# Permit Required?



## Rick18071 (Dec 29, 2021)

Would you require a permit for this? I wouldn't if the axles and wheels were still on it but without them i'm not sure.


----------



## Beniah Naylor (Dec 29, 2021)

Yes.

How is it anchored down? Will it rack because they have cut massive garage doors in the side? What about zoning regulations?


----------



## mark handler (Dec 29, 2021)

Yes, I would


----------



## Pcinspector1 (Dec 29, 2021)

Rick18071 said:


> Would you require a permit for this?


Yes it would have to be permitted prior to existing. 

Also check to see it IBC 2018 Appendix N has been adopted, this may allow the structure to be in compliance.

There is a company near us taking these containers and modifying them into bank buildings. They look pretty nice, and hard to tell that they are containers. They do a nice jobe with the modifications.

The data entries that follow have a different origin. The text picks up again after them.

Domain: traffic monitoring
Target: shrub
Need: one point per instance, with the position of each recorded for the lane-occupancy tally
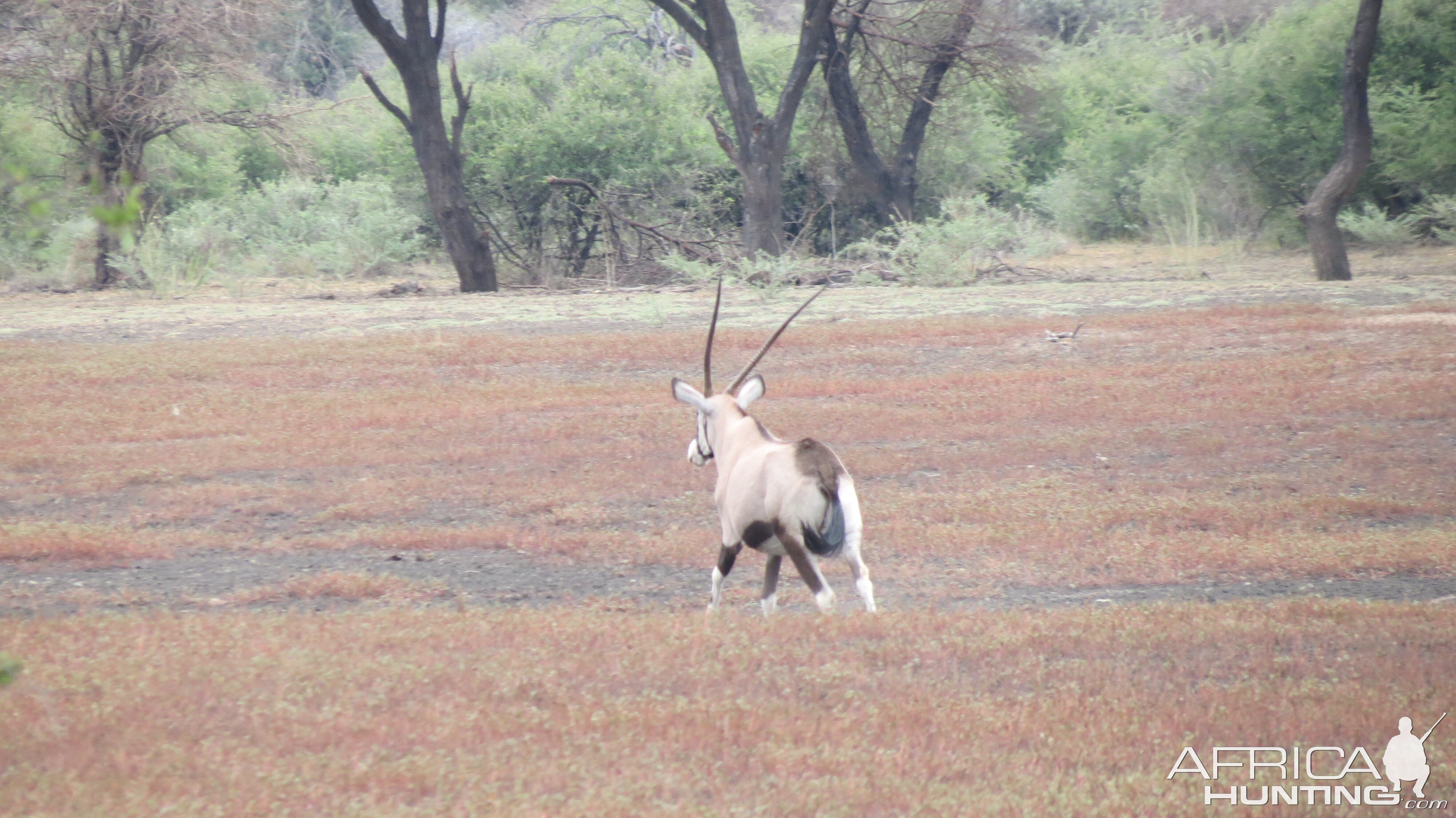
(1436, 218)
(288, 228)
(968, 241)
(1371, 226)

Your photo does not look like they meet any energy codes!


----------



## ICE (Dec 29, 2021)

If it made it through plan check it would require a permit.


----------



## Sifu (Dec 29, 2021)

yes


----------



## tbz (Dec 29, 2021)

I guess my questions are it looks like its old, just because the wood ramps are new, can you establish when it became part of the landscape?

Once I knew when it arrived at its current place, I would then verify that against the requirements in the AHJ at that time.

IF permitting was required, then move forward, but yes to a permit under current PA requirements, maybe no depending on when it became part of the landscape.


----------



## Rick18071 (Dec 30, 2021)

This was not in my area. I think I would require a permit I just wanted to know what others thought.


----------